Only two per cent of early years childcare workers are male. Lisa Salmon talks to the Fatherhood Institute about their drive to get more men into the industry

MOST men would love to be “a hero every day”. That’s the way working as a male childcarer has been described by men themselves, but there are still only a handful of males working in the field.

Despite years of progress towards greater gender balance in many professions, the early years education and childcare workforce remains stubbornly dominated by female staff – the latest figures show that only two per cent are male.

The Fatherhood Institute charity is striving to change this, pointing out that a huge effort is needed to make early years education and childcare jobs more attractive and accommodating for men.

The Institute has produced a Men in Childcare guide, based on work with eight local authorities, offering recommendations for how to improve recruitment.

“Governments have been talking about wanting to improve male representation in the early years workforce for many years, but we’re still a long way from cracking this,” says Fatherhood Institute chief executive Adrienne Burgess. “Our message to men is this: you’re just as capable of making a success of a career in early years and childcare.”

The Institute says barriers to male recruitment include: l Lack of relevant information and careers advice about working in early years education.

  • Too few vocational training courses marketed at men and designed with men in mind.
  • A failure among employers to proactively recruit men and ensure workplaces are welcoming to them.
  • Negative attitudes and stereotyping about men in childcare.
  • Low pay, which is also a concern for female recruits.

“Everyone assumes that men don’t go into childcare because of low pay,” says Burgess. “It is a low pay area, but there is career progression, and one of the reasons it’s stayed low paid is that it’s a very satisfying job.”

Career progression, she says, includes advocacy work with children, nursery management, local authority roles in childcare funding an children’s charity work.

Burgess says: “Once you have a qualification in childcare, you have a recognised skill that can be used in many related areas – aside from the fact that people who learn to work with children are likely to become better parents.”

She says male childcarers have told her that, as well as opening up a lot of careers, they felt they were really noticed at work, with one saying, “You’re a hero every day”.

“What he meant is that the children love you,” explains Burgess. “Because men in childcare are unusual, every child who sees a male worker hangs off his hands the whole time. They stand out and they’re a hero every day.

“Male childcarers say it doesn’t feel like a job – you learn a lot, and it’s really great fun. They feel that bringing children up is a worthwhile career.”

What is crucial, she stresses, is thorough safeguarding by childcare providers to prevent child abuse of any kind.

“Safeguarding is important both for the men themselves, who are always fearful about some allegation being made against them, and for the nurseries,” says Burgess.

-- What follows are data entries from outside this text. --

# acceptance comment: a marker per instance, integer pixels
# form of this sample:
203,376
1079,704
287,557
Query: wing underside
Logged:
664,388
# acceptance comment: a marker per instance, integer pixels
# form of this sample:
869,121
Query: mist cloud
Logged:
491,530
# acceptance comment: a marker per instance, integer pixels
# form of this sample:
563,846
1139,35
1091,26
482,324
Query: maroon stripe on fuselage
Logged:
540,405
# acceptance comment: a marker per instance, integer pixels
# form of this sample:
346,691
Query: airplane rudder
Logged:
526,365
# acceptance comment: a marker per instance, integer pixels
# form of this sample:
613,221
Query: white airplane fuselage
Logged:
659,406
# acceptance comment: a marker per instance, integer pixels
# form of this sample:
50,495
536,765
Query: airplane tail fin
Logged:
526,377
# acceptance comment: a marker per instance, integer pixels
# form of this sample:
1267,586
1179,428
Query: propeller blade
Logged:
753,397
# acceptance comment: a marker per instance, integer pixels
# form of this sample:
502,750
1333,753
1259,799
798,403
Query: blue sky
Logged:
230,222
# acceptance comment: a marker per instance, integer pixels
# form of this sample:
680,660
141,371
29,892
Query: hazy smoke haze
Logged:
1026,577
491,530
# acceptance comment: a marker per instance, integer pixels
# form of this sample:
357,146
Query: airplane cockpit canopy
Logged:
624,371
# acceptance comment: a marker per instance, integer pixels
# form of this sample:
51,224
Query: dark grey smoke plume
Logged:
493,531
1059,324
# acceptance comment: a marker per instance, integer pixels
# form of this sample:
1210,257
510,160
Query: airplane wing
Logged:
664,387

If childcare providers, training institutions and local authorities advertise proactively for male childcarers to train or get jobs within childcare, the results are likely to be positive both for men and the children they look after.

“When children walk into a nursery and see an entirely female workforce, they go home believing only women look after children. Such gender stereotypes help nobody. We need diversity, and without men, you have the most fundamental non-diversity. Men have no less skills than women in looking after children – it’s not a gender thing.

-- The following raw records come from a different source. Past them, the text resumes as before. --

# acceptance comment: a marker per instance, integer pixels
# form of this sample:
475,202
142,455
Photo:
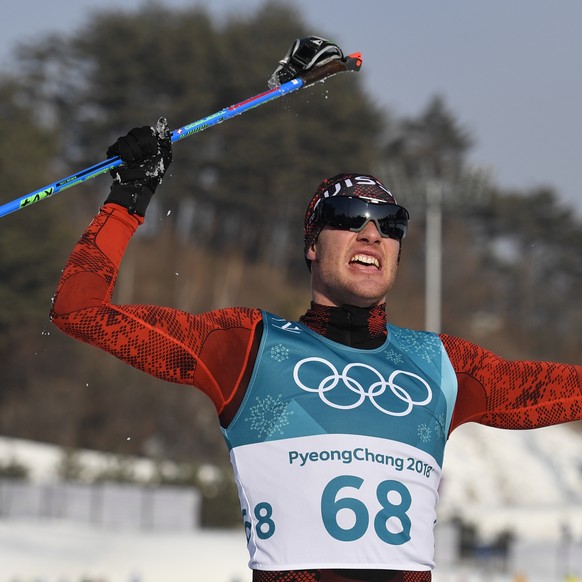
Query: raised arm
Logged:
164,342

“And for the nurseries themselves, I think having male staff could be a huge pull for parents if it’s properly marketed.”

Indeed, The Co-operative Childcare is aiming to increase the number of men working in its nurseries, saying that male staff have much to offer, not least as positive role models for boys, especially where their own father is absent.

Mike Abbott, general group manager at The Co-operative Childcare, says: “With men under-represented in the childcare industry, we think they should be championed.

“Gender stereotypes in childcare can hold some men back from what could be their ideal career path where they can positively influence our next generation.”